Kita boleh mencoba beberapa hal, lalu memilih beberapa yang ingin dibawa lebih jauh. Dan jika di tengah jalan kita berubah pikiran, itu bukan tanda kita gagal mengenali diri sendiri—melainkan bukti bahwa kita sedang tumbuh makin mengenal siapa diri kita.

Antara Pengayem Ati dan Penerimaan

Mungkin akan ada yang membaca tulisan ini lalu berpikir bahwa saya sedang meromantisasi kegagalan, atau dalam istilah Jawa hanya sedang melakukan pengayem ati—mencari pembenaran agar kegagalan terasa lebih manis.

Bisa jadi. Saya tidak akan membantahnya.

Sebab, mungkin memang ada bagian dari diri kita yang perlu dihibur setelah harapan tidak berjalan sesuai rencana. Kita kecewa, merasa gagal, lalu berusaha memetik makna darinya agar bisa melangkah lagi. Namun, ini bukan berarti kita harus memoles setiap kegagalan dengan pembenaran yang indah.

Ada hal-hal yang memang gagal karena kita kurang berusaha, salah mengambil keputusan, atau tidak sanggup mempertahankannya. Kita boleh mengakui kesalahan itu dengan jujur. Namun setelahnya, hidup harus tetap berjalan.

Dan agar sanggup melanjutkan langkah, kadang kita hanya perlu berbisik pelan pada diri sendiri: ora opo-opo.

Ora opo-opo pernah salah memilih, ora opo-opo pernah berhenti, dan ora opo-opo pernah memulai sesuatu yang akhirnya tak dilanjutkan. Ini bukan untuk menghapus kenyataan kegagalan, melainkan agar kita tidak terus-menerus menghukum diri atas hal-hal yang telah lewat.

Sebuah Percobaan yang Bernama Seduh

Saya tidak tahu berapa lama Seduh akan bertahan, atau berapa banyak tulisan yang akan terlahir di sini. Mungkin suatu hari saya akan berhenti, atau mungkin ini menjadi hal yang saya tekuni dalam waktu yang panjang. Untuk saat ini, saya memilih untuk tidak terlalu memusingkannya. Saya hanya ingin menulis dan menikmati ke mana proses ini membawa saya.

Setelah berulang kali memulai dan melepaskan, saya tidak lagi mengukur keberhasilan hidup melulu dari berapa banyak daftar tugas yang berhasil dicentang.
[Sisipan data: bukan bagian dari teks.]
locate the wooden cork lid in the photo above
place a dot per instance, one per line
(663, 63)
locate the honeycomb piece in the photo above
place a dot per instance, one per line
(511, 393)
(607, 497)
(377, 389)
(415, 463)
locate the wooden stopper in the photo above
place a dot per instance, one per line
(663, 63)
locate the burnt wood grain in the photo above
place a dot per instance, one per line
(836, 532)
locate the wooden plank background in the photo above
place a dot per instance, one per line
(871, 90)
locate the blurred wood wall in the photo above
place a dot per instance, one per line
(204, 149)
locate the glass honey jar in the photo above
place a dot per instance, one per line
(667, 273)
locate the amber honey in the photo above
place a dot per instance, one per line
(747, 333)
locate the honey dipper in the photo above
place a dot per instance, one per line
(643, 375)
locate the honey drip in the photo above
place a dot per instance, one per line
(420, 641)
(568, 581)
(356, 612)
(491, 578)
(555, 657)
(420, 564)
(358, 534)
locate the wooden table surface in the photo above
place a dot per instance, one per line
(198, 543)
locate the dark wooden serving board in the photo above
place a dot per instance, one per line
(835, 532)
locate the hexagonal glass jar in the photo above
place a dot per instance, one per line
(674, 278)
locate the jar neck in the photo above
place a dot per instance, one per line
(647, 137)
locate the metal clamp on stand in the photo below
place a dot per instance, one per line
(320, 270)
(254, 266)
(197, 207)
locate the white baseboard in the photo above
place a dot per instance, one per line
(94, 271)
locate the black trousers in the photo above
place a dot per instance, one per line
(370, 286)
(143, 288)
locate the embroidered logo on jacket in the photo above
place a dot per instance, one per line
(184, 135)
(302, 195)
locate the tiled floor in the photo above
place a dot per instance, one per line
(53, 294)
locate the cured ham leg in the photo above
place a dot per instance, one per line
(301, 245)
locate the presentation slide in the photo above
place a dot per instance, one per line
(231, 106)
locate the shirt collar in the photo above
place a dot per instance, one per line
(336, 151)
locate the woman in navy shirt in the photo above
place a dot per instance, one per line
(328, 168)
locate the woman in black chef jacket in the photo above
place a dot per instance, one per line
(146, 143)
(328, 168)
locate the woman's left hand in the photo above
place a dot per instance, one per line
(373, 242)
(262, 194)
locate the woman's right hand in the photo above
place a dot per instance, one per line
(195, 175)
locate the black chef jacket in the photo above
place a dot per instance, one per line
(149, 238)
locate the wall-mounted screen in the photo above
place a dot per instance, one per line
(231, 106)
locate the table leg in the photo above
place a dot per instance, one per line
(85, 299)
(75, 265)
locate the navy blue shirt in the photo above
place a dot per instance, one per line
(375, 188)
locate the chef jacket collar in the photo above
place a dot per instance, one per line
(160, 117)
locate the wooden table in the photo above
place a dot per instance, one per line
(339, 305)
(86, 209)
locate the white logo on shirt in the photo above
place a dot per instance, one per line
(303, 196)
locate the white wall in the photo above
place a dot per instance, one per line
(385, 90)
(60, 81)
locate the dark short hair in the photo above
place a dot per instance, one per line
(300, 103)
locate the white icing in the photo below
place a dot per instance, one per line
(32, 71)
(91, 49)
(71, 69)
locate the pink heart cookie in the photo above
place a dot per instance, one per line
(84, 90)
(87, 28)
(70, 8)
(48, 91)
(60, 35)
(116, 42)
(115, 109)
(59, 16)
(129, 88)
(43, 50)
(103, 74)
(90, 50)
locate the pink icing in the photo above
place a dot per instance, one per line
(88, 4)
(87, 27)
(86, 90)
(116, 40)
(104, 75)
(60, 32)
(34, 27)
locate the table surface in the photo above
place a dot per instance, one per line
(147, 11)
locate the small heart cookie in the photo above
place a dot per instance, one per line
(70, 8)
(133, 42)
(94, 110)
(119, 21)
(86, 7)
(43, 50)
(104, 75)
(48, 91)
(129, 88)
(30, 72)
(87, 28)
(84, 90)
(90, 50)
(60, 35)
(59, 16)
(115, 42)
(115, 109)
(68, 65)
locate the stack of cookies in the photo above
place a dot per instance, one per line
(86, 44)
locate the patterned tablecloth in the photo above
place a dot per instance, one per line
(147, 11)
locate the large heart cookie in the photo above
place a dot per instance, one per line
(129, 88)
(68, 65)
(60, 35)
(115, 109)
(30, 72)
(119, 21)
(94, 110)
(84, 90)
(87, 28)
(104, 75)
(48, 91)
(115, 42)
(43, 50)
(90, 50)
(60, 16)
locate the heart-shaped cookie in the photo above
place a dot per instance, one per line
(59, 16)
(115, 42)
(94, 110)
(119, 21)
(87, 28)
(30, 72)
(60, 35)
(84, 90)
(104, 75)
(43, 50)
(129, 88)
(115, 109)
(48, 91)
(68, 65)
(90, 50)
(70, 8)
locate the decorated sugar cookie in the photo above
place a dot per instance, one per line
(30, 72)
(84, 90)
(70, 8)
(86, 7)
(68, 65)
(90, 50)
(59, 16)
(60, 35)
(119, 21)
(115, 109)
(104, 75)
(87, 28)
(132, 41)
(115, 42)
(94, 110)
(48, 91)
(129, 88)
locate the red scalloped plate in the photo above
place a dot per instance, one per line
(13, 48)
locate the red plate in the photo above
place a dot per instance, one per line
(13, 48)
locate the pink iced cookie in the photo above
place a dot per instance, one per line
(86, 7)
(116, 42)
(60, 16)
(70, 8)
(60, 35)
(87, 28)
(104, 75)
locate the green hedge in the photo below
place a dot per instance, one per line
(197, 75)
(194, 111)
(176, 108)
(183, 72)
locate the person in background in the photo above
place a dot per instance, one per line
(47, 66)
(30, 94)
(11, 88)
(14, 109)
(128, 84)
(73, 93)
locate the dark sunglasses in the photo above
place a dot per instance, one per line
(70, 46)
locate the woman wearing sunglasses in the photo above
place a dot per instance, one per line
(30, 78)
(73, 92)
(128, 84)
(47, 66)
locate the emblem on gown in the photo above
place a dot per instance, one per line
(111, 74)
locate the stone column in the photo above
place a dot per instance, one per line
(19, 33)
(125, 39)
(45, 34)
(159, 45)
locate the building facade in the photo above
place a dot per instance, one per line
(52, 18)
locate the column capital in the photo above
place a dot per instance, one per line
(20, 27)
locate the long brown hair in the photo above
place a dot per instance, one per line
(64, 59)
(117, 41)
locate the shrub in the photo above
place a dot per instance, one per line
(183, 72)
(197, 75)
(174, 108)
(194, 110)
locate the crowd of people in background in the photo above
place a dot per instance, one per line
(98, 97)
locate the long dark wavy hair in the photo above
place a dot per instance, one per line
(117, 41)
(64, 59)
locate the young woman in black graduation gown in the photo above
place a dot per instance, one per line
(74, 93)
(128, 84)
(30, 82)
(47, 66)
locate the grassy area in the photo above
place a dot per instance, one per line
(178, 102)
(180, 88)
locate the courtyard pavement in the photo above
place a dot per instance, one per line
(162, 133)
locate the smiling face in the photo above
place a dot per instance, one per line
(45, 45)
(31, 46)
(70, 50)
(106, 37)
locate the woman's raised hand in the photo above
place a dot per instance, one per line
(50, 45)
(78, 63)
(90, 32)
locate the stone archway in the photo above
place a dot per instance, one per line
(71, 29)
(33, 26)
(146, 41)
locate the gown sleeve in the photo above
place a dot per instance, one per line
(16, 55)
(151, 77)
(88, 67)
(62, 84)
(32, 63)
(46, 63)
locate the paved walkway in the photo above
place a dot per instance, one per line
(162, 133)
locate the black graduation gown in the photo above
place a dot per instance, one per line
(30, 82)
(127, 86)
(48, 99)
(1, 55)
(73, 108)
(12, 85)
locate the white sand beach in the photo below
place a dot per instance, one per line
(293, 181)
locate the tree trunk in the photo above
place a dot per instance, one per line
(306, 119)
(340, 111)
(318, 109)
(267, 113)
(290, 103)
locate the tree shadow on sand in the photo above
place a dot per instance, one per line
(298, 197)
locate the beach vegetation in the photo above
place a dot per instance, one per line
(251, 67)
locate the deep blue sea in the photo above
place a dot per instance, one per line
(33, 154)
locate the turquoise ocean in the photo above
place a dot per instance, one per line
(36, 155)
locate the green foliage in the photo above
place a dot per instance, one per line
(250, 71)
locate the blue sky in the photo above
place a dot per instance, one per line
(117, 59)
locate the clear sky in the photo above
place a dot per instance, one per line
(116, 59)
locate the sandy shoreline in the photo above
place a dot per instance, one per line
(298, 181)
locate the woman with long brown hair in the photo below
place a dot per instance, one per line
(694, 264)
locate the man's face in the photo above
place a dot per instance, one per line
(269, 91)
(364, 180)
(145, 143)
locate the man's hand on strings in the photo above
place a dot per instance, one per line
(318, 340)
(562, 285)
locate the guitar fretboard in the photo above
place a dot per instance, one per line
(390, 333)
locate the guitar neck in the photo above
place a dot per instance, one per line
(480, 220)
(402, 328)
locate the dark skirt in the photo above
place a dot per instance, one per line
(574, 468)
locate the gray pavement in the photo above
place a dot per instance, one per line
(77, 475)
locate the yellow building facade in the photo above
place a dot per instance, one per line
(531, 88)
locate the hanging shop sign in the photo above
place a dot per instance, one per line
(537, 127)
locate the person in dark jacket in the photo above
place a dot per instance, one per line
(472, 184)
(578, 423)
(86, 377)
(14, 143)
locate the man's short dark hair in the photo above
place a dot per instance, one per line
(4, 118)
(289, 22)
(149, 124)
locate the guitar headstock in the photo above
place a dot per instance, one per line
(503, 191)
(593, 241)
Ada hal-hal yang tak pernah rampung, tetapi darinya saya belajar mengenal batas, minat, dan cara untuk kembali bangkit. Bagi saya, itu sudah lebih dari cukup.

Hidup bukanlah daftar tugas yang seluruh kotaknya wajib diberi tanda centang. Ada yang selesai, ada yang terhenti di tengah jalan, ada yang kita tinggalkan, dan ada yang kelak kita mulai lagi dengan cara yang berbeda. Semuanya adalah bagian dari dinamika perjalanan.

Jadi, jika ada sesuatu yang pernah kamu mulai tetapi tak pernah kamu selesaikan, jangan terburu-buru menghakiminya sebagai kegagalan. Bisa jadi peran hal itu di hidupmu memang sudah selesai, atau ia hanya sedang beristirahat, seperti halnya sebuah tulisan lama di dalam laci yang menunggu waktu yang tepat untuk dibuka kembali.

Kalaupun suatu hari kamu memilih untuk kembali, kamu tidak sedang memulai dari nol. Kamu hadir bersama seluruh pengalaman yang telah kamu kumpulkan, termasuk pengalaman tentang bagaimana rasanya berhenti.

Sesuatu tidak harus bertahan selamanya untuk bisa menjadi berarti.

Seduh cangkirmu, lalu biarkan prosesmu menemukan bentuknya sendiri.